It is, indeed, worrisome then to see that all big cloud players have reported hundreds of performance interruptions per year in 2021 and 2022—an average of 25 every month (Parametrix report). Looks like the cloud goes down every day! No wonder, 41 per cent have said they are more concerned about downtime this year than last year. If simply eight hours of cloud downtime during business hours can be catastrophic for 31 per cent decision-makers – then it’s not hard to imagine how much chaos and tear can this puncture cause.

It’s a four-wheel drive, after all!

Well, it’s not a small power-grid hiccup. With a worldwide end-user spending on public cloud services rising to the tune of US$591.8 billion by 2023 (As per Gartner), an outage is something that commands serious attention and pre-emptive work. And today’s IT infrastructure – both back-end and front-end—has many strings going in and out of the cloud shoelaces. One loose end and one can fall right in the mouth of the manhole of an overall outage. The growing incidence and dependencies in cloud add more furrowed brows here.

Recent findings from ThousandEyes Internet and Cloud Intelligence show total observed global network outages continuing to rise in 2023 so far, while the number of distinct application outages observed seems going northwards in the first half of 2023. Even if the number of application outages is lower than the number of network outages, the potential user impact of application outages is serious. Specially, as they entail a degradation at a single point of aggregation or dependency in the service delivery chain, leading to many ripples.

What makes these outages different from previous ones? Hicks explains that cloud outages can be categorised as either network level, infrastructure, or service level outages. “To a large degree, network level cloud outages previously appeared to be more prevalent, oftentimes localised to a region or even a specific data center, meaning the impact appeared to be

somewhat contained.”

While we still see those types of cloud outages, Hicks adds, the more recent cloud outages are different as they’ve appeared to occur at the service level, including back-end functionality like authentication and load balancing. “By design, these services are often shared services which means there’s a level of functional interdependence, causing the effects of an outage to have a compounding impact on usability with potentially far greater reach globally.”

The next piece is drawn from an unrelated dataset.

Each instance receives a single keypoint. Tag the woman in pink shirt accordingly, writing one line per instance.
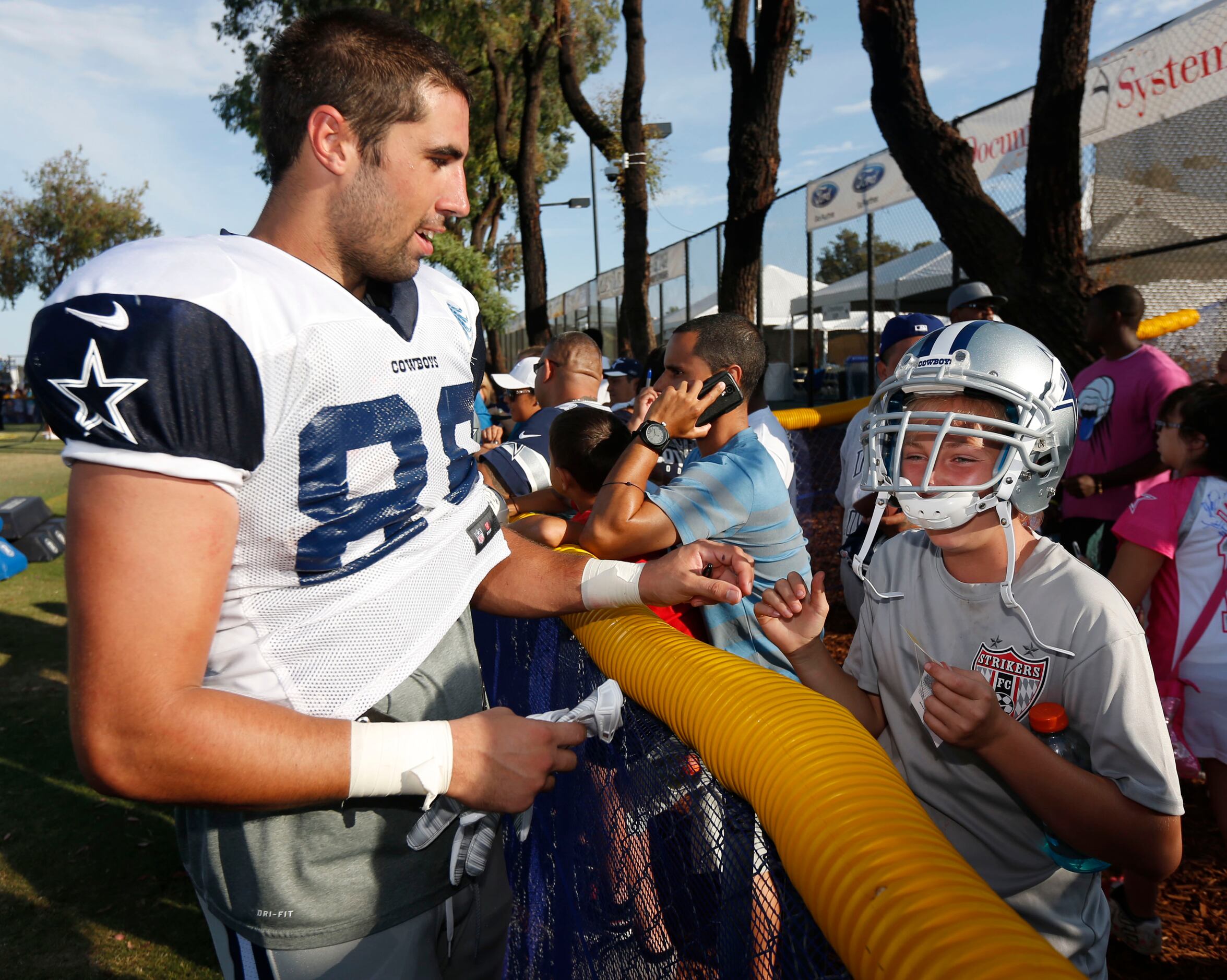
(1172, 562)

“Every minute that operations are halted, or critical systems are inaccessible, revenue is lost. That’s where our cloud-based Disaster Recovery as a Service (DRaaS) comes in, offering enterprises the peace of mind and the ultimate protection of their critical applications and data.” - Rajesh Awasthi, VP& Global Head of Managed Hosting and Cloud Services, Tata Communications

“The availability zones should be logically and physically separated. Logically means that they are independent from a power supply and network perspective. Physically means that they are located at a sufficient distance from each other such that natural or other catastrophic events do not bring down all availability zones in one region at the same time.” - Dario Maisto, Forrester

Jacks and Wrenches please

There are only two ways to travel then—avoid sharp and round things on the road and pack as many tools and extras in the trunk as you can.

Cloud outages are rare, but they do belong to that category of risk that has a very high impact despite the low probability, warns Dario Maisto, Senior Analyst, at Forrester. “Restricting the definition of outages to those caused by events like a fire, a water leakage and other catastrophic events, fixes have to do mainly with having multiple availability zones to failover within the same region. The availability zones should be logically and physically separated. Logically means that they are independent from a power supply and network perspective. Physically means that they are located at a sufficient distance from each other such that natural or other catastrophic events do not bring down all availability zones in one region at the same time.”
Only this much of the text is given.